Seems wasn't able to find /dev/linstor/pvc-e5cc28a6-44f0-4afd-b831-502bb0882d1d_00000 device, okay, let's exec into pod:
LVM found (already resized):
# lvs | grep pvc-e5cc28a6-44f0-4afd-b831-502bb0882d1d
pvc-e5cc28a6-44f0-4afd-b831-502bb0882d1d_00000 linstor -wi-ao---- 18.63g
DRBD found (not resized):
# lsblk /dev/drbd1004
NAME MAJ:MIN RM SIZE RO TYPE MOUNTPOINT
drbd1004 147:1004 0 10G 0 disk /var/lib/kubelet/pods/56332201-3640-4de8-9ebb-52244111c406/volumes/kubernetes.io~csi/pvc-e5cc28a6-44f0-4afd-b831-502bb0882d1d/mount
Drbdadm adjust does not make anything:
# lsblk /dev/drbd1004
NAME MAJ:MIN RM SIZE RO TYPE MOUNTPOINT
drbd1004 147:1004 0 10G 0 disk /var/lib/kubelet/pods/56332201-3640-4de8-9ebb-52244111c406/volumes/kubernetes.io~csi/pvc-e5cc28a6-44f0-4afd-b831-502bb0882d1d/mount
# drbdadm adjust pvc-e5cc28a6-44f0-4afd-b831-502bb0882d1d
# lsblk /dev/drbd1004
NAME MAJ:MIN RM SIZE RO TYPE MOUNTPOINT
drbd1004 147:1004 0 10G 0 disk /var/lib/kubelet/pods/56332201-3640-4de8-9ebb-52244111c406/volumes/kubernetes.io~csi/pvc-e5cc28a6-44f0-4afd-b831-502bb0882d1d/mount
Drbdadm down/up wasn't completed because of missing device:
# drbdadm down pvc-e5cc28a6-44f0-4afd-b831-502bb0882d1d
# drbdadm up pvc-e5cc28a6-44f0-4afd-b831-502bb0882d1d
open(/dev/linstor/pvc-e5cc28a6-44f0-4afd-b831-502bb0882d1d_00000) failed: No such file or directory
Command 'drbdmeta 1004 v09 /dev/linstor/pvc-e5cc28a6-44f0-4afd-b831-502bb0882d1d_00000 internal apply-al' terminated with exit code 20
command terminated with exit code 1
# drbdadm up pvc-e5cc28a6-44f0-4afd-b831-502bb0882d1d
Defaulted container "linstor-satellite" out of: linstor-satellite, kube-rbac-proxy, drbd-prometheus-exporter, kernel-module-injector (init)
new-minor pvc-e5cc28a6-44f0-4afd-b831-502bb0882d1d 1004 0: sysfs node '/sys/devices/virtual/block/drbd1004' (already? still?) exists
pvc-e5cc28a6-44f0-4afd-b831-502bb0882d1d: Failure: (161) Minor or volume exists already (delete it first)
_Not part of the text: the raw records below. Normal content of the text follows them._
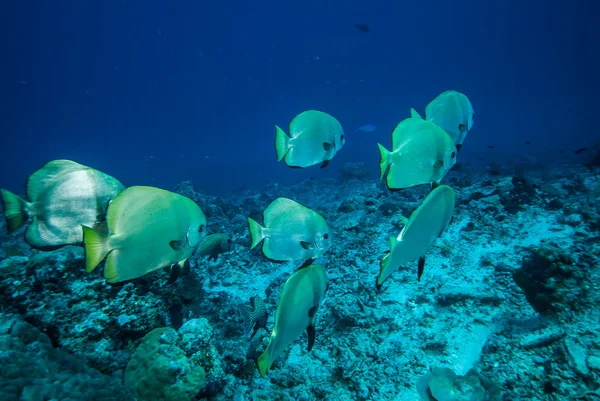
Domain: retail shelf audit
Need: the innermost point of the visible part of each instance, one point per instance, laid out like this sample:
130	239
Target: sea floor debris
512	292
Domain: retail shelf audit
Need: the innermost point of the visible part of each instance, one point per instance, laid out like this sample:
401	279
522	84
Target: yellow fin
96	248
281	143
263	363
384	160
15	210
256	232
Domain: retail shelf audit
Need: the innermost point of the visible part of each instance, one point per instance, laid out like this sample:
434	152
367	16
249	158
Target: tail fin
263	363
384	160
282	144
96	248
15	210
257	233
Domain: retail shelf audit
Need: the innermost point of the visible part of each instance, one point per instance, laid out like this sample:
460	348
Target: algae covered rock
442	384
160	370
32	369
551	280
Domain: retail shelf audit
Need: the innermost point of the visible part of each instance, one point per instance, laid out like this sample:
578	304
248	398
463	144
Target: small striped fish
255	317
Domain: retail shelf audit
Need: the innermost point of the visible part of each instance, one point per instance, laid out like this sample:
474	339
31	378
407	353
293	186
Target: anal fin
310	330
420	268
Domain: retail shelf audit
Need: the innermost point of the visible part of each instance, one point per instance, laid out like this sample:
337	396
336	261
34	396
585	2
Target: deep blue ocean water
159	92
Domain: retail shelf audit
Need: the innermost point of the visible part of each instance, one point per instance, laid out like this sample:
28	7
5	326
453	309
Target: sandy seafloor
512	291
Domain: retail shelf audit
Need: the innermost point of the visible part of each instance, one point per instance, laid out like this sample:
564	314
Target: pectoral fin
307	245
175	273
307	263
310	330
177	245
420	268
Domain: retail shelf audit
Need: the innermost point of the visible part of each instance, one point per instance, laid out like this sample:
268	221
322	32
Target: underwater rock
32	369
160	370
550	280
442	384
79	311
522	193
542	339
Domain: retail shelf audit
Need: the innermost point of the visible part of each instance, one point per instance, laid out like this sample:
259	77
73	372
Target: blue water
154	92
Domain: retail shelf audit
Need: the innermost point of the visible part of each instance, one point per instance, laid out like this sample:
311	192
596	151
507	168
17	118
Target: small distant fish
255	317
362	27
299	302
292	232
315	138
366	128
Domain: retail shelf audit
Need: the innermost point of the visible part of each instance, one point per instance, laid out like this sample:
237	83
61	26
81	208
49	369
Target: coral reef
32	369
510	291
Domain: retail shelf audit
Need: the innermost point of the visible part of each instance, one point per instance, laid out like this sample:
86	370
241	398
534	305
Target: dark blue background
155	92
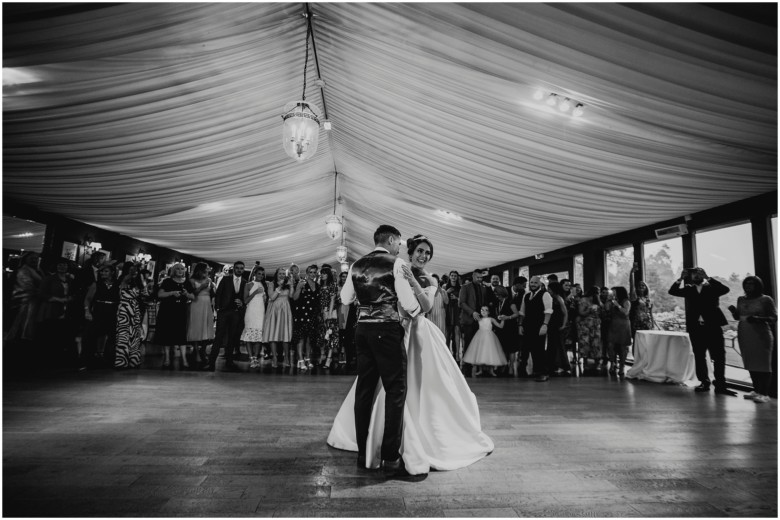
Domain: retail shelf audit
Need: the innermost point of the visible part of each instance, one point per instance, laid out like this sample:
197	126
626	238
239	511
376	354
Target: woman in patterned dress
305	317
129	332
277	327
254	316
330	302
200	313
641	306
757	317
589	328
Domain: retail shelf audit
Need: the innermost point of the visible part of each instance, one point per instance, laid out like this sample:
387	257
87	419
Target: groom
378	284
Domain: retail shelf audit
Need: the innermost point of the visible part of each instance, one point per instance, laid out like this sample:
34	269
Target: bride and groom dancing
410	409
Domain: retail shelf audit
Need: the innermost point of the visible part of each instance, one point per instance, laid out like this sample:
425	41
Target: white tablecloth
663	357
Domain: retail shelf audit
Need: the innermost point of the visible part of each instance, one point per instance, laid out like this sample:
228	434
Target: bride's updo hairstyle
412	243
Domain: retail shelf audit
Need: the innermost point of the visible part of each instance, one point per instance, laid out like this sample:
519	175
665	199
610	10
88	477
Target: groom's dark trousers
380	354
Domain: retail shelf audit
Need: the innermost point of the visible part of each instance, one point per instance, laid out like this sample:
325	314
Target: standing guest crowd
291	322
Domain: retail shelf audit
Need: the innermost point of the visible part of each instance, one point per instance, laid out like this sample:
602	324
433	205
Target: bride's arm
426	298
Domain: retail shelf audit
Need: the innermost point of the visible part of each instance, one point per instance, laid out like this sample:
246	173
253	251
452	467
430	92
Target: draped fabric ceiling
162	122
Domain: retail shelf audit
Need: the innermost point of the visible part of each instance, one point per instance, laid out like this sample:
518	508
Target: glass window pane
619	263
523	271
663	262
579	262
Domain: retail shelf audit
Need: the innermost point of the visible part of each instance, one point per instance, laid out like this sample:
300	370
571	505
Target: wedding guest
589	330
641	306
328	295
757	317
305	317
534	325
254	316
25	301
277	328
57	316
485	348
438	313
557	358
229	303
703	322
129	332
174	295
347	322
200	314
619	331
508	312
100	308
452	335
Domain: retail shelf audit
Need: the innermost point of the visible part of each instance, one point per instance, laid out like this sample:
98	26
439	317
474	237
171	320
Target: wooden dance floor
157	443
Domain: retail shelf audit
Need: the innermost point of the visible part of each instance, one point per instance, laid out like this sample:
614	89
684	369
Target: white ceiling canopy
162	122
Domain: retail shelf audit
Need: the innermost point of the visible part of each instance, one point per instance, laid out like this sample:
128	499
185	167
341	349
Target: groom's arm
404	291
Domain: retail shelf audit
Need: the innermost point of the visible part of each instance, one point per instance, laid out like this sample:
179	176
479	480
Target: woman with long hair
254	315
441	425
200	315
619	331
175	293
757	316
641	317
277	327
589	329
329	320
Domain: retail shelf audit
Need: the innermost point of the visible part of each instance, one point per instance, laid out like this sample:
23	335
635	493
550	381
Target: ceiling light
301	129
333	226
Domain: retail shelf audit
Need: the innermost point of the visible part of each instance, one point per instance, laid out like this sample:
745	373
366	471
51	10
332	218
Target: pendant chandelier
333	226
301	129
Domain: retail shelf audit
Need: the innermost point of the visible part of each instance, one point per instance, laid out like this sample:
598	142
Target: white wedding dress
442	430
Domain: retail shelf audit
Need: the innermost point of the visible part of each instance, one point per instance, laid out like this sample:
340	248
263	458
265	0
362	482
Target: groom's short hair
384	232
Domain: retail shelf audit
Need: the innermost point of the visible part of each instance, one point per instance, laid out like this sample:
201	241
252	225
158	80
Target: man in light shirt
535	313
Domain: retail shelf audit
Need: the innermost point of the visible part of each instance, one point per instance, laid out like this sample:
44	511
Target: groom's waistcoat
372	277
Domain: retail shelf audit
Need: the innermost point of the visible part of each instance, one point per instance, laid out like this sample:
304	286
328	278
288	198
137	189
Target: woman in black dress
171	328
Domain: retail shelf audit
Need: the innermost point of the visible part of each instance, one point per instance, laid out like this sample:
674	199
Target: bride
441	428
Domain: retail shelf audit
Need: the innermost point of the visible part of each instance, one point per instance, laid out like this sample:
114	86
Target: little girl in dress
485	348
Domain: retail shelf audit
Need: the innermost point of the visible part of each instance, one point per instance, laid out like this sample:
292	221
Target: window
619	263
726	254
579	262
663	263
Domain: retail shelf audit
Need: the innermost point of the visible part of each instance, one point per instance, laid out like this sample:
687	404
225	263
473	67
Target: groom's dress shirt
403	290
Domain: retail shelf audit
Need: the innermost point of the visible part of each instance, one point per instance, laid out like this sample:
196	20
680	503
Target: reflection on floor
158	443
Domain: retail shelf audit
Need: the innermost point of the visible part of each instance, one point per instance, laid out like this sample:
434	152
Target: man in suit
703	320
535	314
378	283
229	302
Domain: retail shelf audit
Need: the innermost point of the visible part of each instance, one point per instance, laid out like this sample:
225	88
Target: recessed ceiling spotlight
448	215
Command 'drbdsetup new-minor pvc-e5cc28a6-44f0-4afd-b831-502bb0882d1d 1004 0' terminated with exit code 10
command terminated with exit code 1
# drbdadm status pvc-e5cc28a6-44f0-4afd-b831-502bb0882d1d
pvc-e5cc28a6-44f0-4afd-b831-502bb0882d1d role:Secondary
disk:Diskless
lvchange make this device appears back on the node:
# lvchange -ay linstor/pvc-e5cc28a6-44f0-4afd-b831-502bb0882d1d_00000
# ls /dev/linstor/pvc-e5cc28a6-44f0-4afd-b831-502bb0882d1d*
ls: cannot access '/dev/linstor/pvc-e5cc28a6-44f0-4afd-b831-502bb0882d1d*': No such file or directory
# lvs | grep pvc-e5cc28a6-44f0-4afd-b831-502bb0882d1d
pvc-e5cc28a6-44f0-4afd-b831-502bb0882d1d_00000 linstor -wi-a----- 18.63g
# lvchange -an linstor/pvc-e5cc28a6-44f0-4afd-b831-502bb0882d1d_00000
# ls /dev/linstor/ | grep pvc-e5cc28a6-44f0-4afd-b831-502bb0882d1d
# lvchange -ay linstor/pvc-e5cc28a6-44f0-4afd-b831-502bb0882d1d_00000
# ls /dev/linstor/
pvc-e5cc28a6-44f0-4afd-b831-502bb0882d1d_00000
# drbdadm adjust pvc-e5cc28a6-44f0-4afd-b831-502bb0882d1d
Moving the internal meta data to its proper location
Internal drbd meta data successfully moved.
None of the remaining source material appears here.